Une infographie inopportune

Dans le cadre de notre projet Le Comptoir des médias, nous avons contacté Mme de Graffenried et Mme Goumaz à propos de l’infographie illustrant l’article « Emplacements dévoilés ‘au fur et à mesure’ » consacré aux centres fédéraux et publié dans Le Temps du mercredi 25 février 2015 et que nous reproduisons ci-dessous:

infographie Temps

Contenu de notre intervention, adressée à Mme de Graffenried et Mme Goumaz:

Nous nous interrogeons sur le choix rédactionnel de publier cette infographie, sans explication sur le sens à y donner, et également sur le choix de l’échelle temporelle choisie du tableau en question.

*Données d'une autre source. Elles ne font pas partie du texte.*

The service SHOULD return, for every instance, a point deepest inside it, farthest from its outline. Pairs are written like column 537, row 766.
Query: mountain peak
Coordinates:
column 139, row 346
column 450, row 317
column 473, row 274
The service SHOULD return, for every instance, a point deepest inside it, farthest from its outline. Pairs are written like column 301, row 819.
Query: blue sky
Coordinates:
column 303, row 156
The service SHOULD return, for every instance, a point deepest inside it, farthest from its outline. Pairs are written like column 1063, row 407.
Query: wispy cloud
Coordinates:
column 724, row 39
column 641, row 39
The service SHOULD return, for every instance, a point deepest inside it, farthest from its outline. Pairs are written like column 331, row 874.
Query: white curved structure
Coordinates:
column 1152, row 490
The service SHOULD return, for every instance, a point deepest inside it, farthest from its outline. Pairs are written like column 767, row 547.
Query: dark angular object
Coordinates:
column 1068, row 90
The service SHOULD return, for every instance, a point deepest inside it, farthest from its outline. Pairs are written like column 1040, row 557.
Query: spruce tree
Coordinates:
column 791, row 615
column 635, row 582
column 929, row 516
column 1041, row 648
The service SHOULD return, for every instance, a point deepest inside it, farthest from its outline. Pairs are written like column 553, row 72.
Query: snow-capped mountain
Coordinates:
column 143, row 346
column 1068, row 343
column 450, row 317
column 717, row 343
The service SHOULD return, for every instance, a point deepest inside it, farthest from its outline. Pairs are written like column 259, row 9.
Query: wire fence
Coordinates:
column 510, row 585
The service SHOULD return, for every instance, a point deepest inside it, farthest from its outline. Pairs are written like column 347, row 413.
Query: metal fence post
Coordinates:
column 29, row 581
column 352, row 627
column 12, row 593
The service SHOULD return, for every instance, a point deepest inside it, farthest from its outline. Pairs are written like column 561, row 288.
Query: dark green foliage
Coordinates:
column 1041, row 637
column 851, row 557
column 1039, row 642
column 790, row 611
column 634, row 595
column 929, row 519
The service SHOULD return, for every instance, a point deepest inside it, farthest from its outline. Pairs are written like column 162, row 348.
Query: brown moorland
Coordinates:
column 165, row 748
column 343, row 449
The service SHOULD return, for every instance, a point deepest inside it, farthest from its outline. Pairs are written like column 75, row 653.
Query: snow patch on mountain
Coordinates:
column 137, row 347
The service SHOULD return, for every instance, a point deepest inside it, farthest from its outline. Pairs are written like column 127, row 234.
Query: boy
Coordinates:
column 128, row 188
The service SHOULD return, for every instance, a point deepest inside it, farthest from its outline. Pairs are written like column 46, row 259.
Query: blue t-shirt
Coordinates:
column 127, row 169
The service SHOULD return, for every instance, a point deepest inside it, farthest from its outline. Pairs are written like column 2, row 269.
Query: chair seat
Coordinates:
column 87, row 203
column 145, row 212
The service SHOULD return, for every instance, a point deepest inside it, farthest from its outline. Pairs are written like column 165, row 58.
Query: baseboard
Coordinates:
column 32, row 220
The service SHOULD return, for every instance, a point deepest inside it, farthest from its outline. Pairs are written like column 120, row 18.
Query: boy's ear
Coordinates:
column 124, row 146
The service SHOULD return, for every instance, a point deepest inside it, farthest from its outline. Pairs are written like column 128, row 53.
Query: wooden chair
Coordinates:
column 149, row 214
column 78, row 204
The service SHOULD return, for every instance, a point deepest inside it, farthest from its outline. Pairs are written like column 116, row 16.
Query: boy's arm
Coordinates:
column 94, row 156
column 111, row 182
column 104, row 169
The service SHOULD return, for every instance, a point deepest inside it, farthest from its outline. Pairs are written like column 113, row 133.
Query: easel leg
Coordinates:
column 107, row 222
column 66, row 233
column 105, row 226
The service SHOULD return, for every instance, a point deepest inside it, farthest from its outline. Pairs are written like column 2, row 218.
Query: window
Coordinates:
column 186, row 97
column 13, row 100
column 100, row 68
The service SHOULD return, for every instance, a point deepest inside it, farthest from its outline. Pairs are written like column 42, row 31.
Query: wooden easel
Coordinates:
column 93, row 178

Concernant l’opportunité de publier cette infographie, notre étonnement vient du fait que nulle part dans les articles en question il n’est fait référence à l’évolution des demandes d’asile déposées en Suisse. Autrement dit, l’infographie n’illustre pas l’article auquel il est joint mais a comme fonction d’apporter une information supplémentaire aux lecteurs, sans contextualisation. Or, présentée comme telle, sans légende et sans filtre, ladite information montre une hausse exponentielle et inégalée des demandes d’asile déposées en Suisse. Ceci nous amène au questionnement de l’échelle temporelle choisie, car comme tout statisticien le sait, le choix d’une échelle temporelle n’est pas neutre.

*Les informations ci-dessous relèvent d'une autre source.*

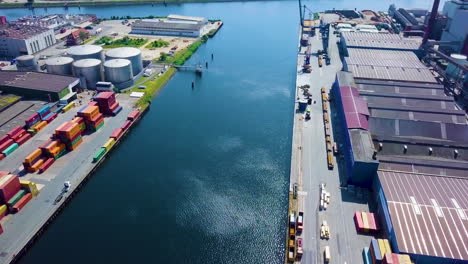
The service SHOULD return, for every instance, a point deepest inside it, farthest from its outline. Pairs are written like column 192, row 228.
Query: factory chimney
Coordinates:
column 430, row 23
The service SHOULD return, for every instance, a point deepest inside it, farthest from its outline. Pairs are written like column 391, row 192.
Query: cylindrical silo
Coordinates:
column 85, row 52
column 27, row 63
column 89, row 71
column 60, row 65
column 131, row 54
column 452, row 70
column 118, row 70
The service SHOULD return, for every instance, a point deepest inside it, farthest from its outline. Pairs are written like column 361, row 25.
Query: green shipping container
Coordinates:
column 99, row 154
column 60, row 154
column 10, row 149
column 16, row 198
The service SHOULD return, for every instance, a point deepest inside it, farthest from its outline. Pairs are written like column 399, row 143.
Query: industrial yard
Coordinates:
column 377, row 146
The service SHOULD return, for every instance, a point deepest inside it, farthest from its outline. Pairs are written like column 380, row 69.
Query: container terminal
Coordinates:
column 61, row 115
column 379, row 159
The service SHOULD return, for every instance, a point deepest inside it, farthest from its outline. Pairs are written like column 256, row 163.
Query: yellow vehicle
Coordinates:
column 326, row 254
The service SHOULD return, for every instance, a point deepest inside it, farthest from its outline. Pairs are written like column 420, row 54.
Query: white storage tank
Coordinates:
column 60, row 65
column 27, row 63
column 452, row 70
column 129, row 53
column 118, row 70
column 85, row 52
column 89, row 71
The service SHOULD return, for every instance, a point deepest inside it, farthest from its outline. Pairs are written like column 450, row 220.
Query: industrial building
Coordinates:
column 378, row 41
column 45, row 86
column 456, row 29
column 173, row 25
column 17, row 40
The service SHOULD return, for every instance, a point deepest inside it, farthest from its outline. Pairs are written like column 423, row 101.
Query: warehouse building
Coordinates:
column 173, row 25
column 17, row 40
column 37, row 85
column 387, row 65
column 409, row 141
column 378, row 41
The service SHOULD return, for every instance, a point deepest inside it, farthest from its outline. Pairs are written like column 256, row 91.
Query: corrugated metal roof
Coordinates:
column 379, row 41
column 428, row 213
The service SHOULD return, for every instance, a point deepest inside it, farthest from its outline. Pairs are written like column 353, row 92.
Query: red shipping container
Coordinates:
column 6, row 144
column 32, row 118
column 117, row 133
column 126, row 125
column 14, row 131
column 4, row 139
column 371, row 219
column 133, row 115
column 23, row 139
column 51, row 118
column 46, row 165
column 21, row 203
column 10, row 186
column 358, row 221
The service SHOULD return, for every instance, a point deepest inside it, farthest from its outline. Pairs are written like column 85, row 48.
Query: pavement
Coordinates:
column 309, row 169
column 74, row 167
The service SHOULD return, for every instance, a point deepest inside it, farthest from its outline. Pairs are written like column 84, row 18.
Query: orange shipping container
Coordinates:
column 381, row 246
column 365, row 222
column 33, row 155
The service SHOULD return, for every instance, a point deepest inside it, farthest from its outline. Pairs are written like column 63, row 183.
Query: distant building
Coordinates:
column 37, row 85
column 456, row 29
column 17, row 40
column 173, row 25
column 75, row 37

En effet, alors que le chiffre rond de dix ans peut sembler un choix rationnel, il s’avère curieux, voire problématique. Lorsque l’on connaît l’évolution des demandes d’asile sur le long terme, et en tant que journalistes spécialistes des questions migratoires depuis de longues années, vous ne l’ignorez pas, les années 2005 à 2007 ont en effet été trois années exceptionnellement basses dans le nombre de demandes d’asile enregistrées en Suisse depuis près de 20 ans. Le Plan Urgence Asile (2012) (1) le dit d’ailleurs explicitement.

En changeant d’échelle temporelle, tout en gardant comme critère de s’appuyer sur des chiffres ronds, voilà ce qui se passe sur 5 ans.

Nlles demandes 2009-2014

Le graphique montre une nette augmentation (prévisible vue la situation géopolitique internationale aux frontières de l’Europe) de 2010 à 2012, mais dans l’ensemble, depuis 2011, le nombre de demandes reste constant. La moyenne de ces cinq dernières années étant de 22’396 demandes par année, le chiffre de 23’765 atteint en 2014 est juste en dessus de la moyenne.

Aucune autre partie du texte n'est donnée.